Complementary Filtering on SO(3) for Attitude Estimation with Scalar Measurements
This work addresses attitude estimation for systems with limited or incomplete sensor data, such as in robotics or aerospace, but it is incremental as it builds on classical complementary filters.
The paper tackled attitude estimation using scalar measurements from partial vector observations by proposing a modified complementary filter on SO(3) with tailored innovation terms. It achieved almost-global asymptotic stability under persistence of excitation with at least three inertial vectors measured along a common body-frame vector, and derived convergence conditions for two-scalar configurations, demonstrating effectiveness in reduced or novel sensing scenarios.

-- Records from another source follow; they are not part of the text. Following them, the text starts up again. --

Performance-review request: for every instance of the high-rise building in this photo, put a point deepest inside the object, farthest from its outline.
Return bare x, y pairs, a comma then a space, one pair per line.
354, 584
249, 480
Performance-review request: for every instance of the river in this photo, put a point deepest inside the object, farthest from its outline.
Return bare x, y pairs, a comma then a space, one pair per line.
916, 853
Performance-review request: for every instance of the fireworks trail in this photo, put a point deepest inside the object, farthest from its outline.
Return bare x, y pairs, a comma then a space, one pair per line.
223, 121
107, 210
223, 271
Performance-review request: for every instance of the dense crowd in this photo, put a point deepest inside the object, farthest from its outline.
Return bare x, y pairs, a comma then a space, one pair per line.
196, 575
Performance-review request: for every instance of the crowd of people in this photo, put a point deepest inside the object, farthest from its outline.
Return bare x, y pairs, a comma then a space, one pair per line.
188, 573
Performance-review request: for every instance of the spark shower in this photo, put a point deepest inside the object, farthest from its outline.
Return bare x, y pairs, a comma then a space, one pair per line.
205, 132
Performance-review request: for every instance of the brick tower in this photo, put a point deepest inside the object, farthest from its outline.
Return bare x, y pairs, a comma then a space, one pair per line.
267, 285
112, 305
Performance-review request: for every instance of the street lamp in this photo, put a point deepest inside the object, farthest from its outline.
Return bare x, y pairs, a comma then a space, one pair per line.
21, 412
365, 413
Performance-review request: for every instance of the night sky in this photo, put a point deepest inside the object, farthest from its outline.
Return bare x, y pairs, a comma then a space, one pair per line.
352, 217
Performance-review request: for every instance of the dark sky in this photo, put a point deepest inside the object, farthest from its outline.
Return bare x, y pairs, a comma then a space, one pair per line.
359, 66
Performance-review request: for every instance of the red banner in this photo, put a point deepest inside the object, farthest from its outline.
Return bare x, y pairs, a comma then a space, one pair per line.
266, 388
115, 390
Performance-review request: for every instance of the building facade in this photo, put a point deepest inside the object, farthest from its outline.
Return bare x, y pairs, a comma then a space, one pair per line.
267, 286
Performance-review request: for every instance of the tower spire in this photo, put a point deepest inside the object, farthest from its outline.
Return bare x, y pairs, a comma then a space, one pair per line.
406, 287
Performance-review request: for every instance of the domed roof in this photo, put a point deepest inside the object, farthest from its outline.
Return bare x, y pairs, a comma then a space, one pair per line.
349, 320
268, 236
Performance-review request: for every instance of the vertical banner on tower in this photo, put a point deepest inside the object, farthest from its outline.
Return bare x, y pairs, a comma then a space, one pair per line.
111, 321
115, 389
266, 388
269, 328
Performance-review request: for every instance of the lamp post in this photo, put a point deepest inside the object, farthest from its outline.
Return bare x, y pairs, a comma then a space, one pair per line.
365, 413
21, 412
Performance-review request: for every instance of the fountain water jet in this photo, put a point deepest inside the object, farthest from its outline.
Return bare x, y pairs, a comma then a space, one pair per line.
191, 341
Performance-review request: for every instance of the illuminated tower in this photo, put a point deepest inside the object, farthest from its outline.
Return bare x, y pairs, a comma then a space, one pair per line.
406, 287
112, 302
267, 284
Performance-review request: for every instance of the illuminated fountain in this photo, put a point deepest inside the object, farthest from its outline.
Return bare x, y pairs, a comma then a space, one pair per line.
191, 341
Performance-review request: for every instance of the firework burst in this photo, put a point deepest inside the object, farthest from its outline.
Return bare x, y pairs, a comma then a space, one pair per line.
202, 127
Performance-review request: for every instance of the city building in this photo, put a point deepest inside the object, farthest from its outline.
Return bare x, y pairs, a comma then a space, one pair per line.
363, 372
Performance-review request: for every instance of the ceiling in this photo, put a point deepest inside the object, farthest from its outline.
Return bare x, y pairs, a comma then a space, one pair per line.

Attitude estimation using scalar measurements, corresponding to partial vectorial observations, arises naturally when inertial vectors are not fully observed but only measured along specific body-frame vectors. Such measurements arise in problems involving incomplete vector measurements or attitude constraints derived from heterogeneous sensor information. Building on the classical complementary filter on SO(3), we propose an observer with a modified innovation term tailored to this scalar-output structure. The main result shows that almost-global asymptotic stability is recovered, under suitable persistence of excitation conditions, when at least three inertial vectors are measured along a common body-frame vector, which is consistent with the three-dimensional structure of SO(3). For two-scalar configurations - corresponding either to one inertial vector measured along two body-frame vectors, or to two inertial vectors measured along a common body-frame vector - we further derive sufficient conditions guaranteeing convergence within a reduced basin of attraction. Different examples and numerical results demonstrate the effectiveness of the proposed scalar-based complementary filter for attitude estimation in challenging scenarios involving reduced sensing and/or novel sensing modalities.